Intervention de Max Mathiasin

Réunion du mercredi 14 octobre 2020 à 9h30
Commission des affaires économiques

Photo issue du site de l'Assemblée nationale ou de WikipediaMax Mathiasin, rapporteur pour avis :

La crise sanitaire frappe douloureusement les territoires ultramarins, déjà fragilisés par de profonds déséquilibres structurels : une balance des paiements déficitaire, une insularité et un éloignement géographique de l'Hexagone, qui favorisent la vie chère, des délais de paiement très allongés, un taux de chômage deux à trois fois plus élevé que celui de l'Hexagone.
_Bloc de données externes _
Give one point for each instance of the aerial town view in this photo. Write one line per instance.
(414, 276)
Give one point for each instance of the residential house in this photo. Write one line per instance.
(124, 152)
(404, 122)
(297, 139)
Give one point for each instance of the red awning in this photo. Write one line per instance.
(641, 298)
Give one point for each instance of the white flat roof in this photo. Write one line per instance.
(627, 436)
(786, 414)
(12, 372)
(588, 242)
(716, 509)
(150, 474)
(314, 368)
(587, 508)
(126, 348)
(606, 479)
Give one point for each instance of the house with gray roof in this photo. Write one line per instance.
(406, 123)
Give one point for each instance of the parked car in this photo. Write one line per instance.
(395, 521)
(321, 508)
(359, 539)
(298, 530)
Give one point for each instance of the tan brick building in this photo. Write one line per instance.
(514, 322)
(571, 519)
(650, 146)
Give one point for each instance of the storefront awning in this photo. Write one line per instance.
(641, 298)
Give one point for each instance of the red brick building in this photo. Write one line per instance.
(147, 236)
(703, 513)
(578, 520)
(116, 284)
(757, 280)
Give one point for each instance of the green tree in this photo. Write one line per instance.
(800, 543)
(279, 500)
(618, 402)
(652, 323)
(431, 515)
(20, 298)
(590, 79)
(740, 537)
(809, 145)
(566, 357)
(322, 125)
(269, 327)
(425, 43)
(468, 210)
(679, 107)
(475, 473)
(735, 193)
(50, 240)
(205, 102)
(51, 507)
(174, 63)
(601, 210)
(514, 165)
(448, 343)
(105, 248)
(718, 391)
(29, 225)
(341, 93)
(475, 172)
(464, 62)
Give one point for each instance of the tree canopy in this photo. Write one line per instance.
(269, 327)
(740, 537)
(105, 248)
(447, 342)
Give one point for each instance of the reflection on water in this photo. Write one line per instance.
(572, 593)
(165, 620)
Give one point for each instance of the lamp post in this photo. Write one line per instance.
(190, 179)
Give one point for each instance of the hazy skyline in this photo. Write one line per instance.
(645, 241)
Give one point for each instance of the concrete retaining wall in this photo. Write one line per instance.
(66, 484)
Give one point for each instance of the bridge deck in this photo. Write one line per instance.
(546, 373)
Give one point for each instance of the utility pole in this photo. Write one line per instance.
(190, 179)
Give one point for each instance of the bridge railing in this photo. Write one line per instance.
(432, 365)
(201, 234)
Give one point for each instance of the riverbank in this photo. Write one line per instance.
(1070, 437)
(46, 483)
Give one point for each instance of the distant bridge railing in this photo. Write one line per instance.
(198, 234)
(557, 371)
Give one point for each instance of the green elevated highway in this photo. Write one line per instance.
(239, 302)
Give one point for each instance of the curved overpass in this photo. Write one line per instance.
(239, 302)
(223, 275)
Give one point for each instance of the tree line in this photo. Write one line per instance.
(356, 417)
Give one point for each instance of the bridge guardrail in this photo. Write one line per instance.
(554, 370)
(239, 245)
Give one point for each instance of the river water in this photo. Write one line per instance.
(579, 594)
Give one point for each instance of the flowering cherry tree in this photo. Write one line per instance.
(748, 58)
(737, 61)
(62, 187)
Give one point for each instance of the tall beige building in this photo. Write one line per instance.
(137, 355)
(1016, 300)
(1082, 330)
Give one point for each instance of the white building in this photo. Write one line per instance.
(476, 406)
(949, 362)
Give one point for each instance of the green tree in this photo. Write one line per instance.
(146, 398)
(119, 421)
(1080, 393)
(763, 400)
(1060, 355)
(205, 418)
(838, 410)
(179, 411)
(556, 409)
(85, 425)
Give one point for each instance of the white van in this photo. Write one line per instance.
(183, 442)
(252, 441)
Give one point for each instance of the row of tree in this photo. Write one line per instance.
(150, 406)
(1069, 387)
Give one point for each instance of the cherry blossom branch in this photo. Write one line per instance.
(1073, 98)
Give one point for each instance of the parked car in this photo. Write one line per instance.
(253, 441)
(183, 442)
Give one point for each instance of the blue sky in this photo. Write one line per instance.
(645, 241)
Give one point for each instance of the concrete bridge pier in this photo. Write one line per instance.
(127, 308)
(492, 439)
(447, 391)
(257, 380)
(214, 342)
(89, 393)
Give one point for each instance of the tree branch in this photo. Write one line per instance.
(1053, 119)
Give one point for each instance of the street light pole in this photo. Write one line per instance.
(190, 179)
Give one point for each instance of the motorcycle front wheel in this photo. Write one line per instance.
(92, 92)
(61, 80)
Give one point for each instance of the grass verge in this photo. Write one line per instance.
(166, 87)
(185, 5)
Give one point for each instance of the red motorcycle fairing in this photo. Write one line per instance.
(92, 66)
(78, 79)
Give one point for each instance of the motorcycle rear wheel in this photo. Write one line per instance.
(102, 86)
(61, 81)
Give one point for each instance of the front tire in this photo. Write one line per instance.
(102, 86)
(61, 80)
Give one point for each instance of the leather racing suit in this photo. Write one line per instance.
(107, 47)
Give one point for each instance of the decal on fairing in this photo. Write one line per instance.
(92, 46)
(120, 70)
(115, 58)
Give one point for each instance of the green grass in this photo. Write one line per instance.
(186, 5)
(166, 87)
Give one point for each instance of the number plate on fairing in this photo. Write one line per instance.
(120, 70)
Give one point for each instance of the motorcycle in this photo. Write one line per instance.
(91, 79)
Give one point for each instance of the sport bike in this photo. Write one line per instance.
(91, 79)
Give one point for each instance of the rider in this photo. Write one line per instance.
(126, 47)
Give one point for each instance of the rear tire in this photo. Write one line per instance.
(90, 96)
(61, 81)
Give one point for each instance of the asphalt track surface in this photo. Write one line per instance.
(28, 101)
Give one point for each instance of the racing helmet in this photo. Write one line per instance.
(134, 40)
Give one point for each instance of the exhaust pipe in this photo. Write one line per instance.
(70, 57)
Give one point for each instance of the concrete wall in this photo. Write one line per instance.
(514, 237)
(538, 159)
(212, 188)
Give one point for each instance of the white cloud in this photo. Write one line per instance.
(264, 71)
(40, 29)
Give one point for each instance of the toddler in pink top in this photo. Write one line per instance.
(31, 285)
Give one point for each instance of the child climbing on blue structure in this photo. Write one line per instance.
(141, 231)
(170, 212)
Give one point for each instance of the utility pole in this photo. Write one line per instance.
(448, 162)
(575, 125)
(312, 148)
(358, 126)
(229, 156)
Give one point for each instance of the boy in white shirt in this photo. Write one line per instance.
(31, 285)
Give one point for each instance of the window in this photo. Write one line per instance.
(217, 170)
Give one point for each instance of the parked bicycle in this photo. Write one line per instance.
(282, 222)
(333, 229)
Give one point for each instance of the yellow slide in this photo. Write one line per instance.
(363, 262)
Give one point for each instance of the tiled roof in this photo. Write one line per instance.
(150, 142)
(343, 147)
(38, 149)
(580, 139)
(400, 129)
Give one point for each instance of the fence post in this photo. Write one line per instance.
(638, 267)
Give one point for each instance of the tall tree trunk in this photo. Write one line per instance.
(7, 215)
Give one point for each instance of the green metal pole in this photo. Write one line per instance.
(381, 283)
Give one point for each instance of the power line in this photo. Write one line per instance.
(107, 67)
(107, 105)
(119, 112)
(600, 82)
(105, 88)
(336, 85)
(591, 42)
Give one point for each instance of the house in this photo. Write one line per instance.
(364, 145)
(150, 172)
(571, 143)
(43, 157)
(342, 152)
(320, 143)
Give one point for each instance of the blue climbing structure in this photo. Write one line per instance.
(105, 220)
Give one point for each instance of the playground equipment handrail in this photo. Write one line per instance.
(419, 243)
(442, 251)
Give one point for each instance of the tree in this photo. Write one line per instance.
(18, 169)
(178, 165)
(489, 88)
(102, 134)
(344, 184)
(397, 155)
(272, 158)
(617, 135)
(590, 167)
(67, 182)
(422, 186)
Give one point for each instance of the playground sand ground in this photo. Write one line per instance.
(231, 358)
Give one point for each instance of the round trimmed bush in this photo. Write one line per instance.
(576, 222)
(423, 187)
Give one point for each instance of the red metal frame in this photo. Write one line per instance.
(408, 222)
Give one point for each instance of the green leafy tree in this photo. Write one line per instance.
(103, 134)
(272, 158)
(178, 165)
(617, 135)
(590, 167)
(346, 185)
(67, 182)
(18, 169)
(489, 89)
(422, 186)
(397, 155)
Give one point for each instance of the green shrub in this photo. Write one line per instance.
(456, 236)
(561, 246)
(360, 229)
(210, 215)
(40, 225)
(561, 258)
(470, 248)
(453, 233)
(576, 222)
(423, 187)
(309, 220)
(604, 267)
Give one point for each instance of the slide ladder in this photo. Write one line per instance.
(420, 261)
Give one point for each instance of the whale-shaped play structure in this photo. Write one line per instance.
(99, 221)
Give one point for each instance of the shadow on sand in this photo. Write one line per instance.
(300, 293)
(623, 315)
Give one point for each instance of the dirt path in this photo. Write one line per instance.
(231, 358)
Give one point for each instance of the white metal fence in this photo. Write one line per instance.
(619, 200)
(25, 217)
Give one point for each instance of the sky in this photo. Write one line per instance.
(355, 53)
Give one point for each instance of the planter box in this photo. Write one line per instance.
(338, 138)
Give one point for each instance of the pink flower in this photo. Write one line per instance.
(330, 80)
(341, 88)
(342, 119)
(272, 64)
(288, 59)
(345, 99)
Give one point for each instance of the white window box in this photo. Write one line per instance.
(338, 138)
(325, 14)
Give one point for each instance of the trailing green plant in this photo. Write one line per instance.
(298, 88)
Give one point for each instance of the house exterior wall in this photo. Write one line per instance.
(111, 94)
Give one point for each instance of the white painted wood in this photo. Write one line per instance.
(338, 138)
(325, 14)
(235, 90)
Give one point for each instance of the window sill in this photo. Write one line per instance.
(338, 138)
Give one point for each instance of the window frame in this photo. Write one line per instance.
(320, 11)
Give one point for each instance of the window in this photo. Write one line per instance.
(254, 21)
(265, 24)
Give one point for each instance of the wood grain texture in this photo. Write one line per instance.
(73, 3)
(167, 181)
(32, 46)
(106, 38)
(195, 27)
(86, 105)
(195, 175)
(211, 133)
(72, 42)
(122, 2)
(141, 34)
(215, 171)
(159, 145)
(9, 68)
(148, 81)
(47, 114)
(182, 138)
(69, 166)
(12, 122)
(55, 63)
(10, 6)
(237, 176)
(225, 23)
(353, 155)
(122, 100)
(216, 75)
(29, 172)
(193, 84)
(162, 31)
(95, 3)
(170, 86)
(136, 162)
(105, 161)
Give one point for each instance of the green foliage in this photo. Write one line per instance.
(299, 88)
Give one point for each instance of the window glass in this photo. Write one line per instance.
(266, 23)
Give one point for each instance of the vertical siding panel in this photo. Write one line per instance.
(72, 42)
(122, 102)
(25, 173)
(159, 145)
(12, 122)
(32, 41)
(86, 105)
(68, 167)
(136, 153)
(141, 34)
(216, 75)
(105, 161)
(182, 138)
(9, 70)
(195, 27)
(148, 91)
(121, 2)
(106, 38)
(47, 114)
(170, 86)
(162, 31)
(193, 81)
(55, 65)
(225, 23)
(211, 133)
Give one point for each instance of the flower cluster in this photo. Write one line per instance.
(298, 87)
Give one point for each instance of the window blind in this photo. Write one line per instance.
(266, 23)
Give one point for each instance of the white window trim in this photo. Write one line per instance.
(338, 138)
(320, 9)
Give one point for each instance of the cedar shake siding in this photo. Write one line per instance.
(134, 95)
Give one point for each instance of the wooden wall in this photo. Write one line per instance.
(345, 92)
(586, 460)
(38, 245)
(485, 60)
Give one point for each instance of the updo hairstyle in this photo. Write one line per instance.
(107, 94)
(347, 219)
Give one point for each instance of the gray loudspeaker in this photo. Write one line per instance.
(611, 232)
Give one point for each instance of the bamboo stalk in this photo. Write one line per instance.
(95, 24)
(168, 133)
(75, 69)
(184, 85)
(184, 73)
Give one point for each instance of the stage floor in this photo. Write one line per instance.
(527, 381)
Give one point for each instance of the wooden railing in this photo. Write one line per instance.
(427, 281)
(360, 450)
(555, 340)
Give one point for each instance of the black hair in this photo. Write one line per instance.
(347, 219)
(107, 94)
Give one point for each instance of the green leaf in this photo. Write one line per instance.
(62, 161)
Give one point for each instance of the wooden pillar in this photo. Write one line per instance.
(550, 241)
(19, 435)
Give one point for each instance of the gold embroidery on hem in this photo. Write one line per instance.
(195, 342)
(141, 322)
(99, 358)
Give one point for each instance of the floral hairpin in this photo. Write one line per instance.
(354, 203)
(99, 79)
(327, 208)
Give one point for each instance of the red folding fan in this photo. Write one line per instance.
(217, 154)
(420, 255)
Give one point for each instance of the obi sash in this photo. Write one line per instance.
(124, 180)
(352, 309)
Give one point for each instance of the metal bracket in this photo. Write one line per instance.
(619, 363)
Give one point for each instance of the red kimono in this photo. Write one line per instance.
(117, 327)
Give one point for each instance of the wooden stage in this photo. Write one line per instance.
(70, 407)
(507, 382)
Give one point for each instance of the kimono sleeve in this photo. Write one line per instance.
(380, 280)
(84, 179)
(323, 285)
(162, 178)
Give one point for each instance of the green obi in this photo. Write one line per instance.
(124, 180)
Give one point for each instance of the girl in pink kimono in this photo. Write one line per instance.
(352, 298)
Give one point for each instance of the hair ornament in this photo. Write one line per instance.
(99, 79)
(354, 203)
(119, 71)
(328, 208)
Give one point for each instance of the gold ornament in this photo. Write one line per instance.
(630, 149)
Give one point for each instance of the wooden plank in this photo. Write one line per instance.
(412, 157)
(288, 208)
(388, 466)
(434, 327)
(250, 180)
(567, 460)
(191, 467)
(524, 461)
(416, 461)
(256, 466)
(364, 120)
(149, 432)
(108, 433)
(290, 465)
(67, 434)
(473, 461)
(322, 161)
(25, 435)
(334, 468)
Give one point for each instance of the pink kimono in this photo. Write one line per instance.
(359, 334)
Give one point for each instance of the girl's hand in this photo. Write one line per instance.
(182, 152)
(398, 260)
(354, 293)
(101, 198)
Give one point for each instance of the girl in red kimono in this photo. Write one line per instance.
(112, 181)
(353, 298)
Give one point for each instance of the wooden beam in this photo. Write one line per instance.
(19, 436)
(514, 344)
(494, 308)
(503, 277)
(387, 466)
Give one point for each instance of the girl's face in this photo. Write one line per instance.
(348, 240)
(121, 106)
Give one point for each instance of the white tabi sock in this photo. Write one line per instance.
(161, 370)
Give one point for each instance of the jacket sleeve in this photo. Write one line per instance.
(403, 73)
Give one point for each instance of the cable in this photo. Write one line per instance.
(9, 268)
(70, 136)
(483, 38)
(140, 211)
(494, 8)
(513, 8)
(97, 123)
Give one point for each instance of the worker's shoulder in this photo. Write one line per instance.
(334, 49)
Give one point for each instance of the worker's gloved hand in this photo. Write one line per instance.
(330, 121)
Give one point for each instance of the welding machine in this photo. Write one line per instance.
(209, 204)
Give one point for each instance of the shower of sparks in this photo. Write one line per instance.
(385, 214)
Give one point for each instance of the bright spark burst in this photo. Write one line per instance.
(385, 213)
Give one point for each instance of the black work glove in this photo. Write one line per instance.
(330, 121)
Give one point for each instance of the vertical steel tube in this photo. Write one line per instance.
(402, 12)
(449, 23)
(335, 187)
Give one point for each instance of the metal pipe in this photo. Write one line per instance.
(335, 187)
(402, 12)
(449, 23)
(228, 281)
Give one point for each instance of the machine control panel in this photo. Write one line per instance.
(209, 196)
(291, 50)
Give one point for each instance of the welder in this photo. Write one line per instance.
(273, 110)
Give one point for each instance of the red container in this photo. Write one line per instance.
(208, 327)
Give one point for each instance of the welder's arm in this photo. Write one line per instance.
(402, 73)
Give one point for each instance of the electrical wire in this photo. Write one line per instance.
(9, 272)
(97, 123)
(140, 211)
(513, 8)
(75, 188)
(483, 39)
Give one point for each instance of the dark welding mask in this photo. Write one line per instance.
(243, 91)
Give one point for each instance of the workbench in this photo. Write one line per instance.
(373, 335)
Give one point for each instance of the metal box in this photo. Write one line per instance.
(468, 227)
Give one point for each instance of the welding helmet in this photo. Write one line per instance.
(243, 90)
Les effets de la crise qui a fortement réduit le nombre de liaisons maritimes et aériennes avec l'Hexagone et le reste du monde, et par voie de conséquence les échanges extérieurs, pourraient donc y être encore plus dévastateurs.

Dans ce contexte, les crédits de la mission « Outre-mer » doivent plus que jamais être mobilisés au service du développement économique, social et environnemental du territoire ultramarin. D'après le ministère des Outre-mer, ces crédits représentent près de 12 % de l'effort budgétaire de l'État en faveur de l'Outre-mer. Ils sont en légère hausse dans le projet de loi de finances pour 2021 : les autorisations d'engagement progressent de 160 millions d'euros pour atteindre près de 2,679 milliards au total. Votre rapporteur pour avis prend acte de cette augmentation.

La structure de la mission, composée de deux programmes – « Emploi Outre-mer » et « Conditions de vie Outre-mer » –, demeure inchangée. Le programme 138 « Emploi Outre-mer » concentre l'essentiel des augmentations des crédits : +106,9 millions d'euros en autorisations d'engagement et +94,1 millions d'euros en crédits de paiement. Cette progression traduit un effort supplémentaire en faveur des entreprises ultramarines : pour la première fois depuis sa refonte en 2019, l'exonération de cotisations sociales patronales atteindra en 2021 son régime de croisière. Pour rappel, 93 % des crédits du programme 138 sont concentrés dans l'action n° 01 « Soutien aux entreprises », ce qui reflète la compensation des exonérations de charges. Le projet de loi de finances pour 2021 prévoit une augmentation de 6,6 % de ses crédits.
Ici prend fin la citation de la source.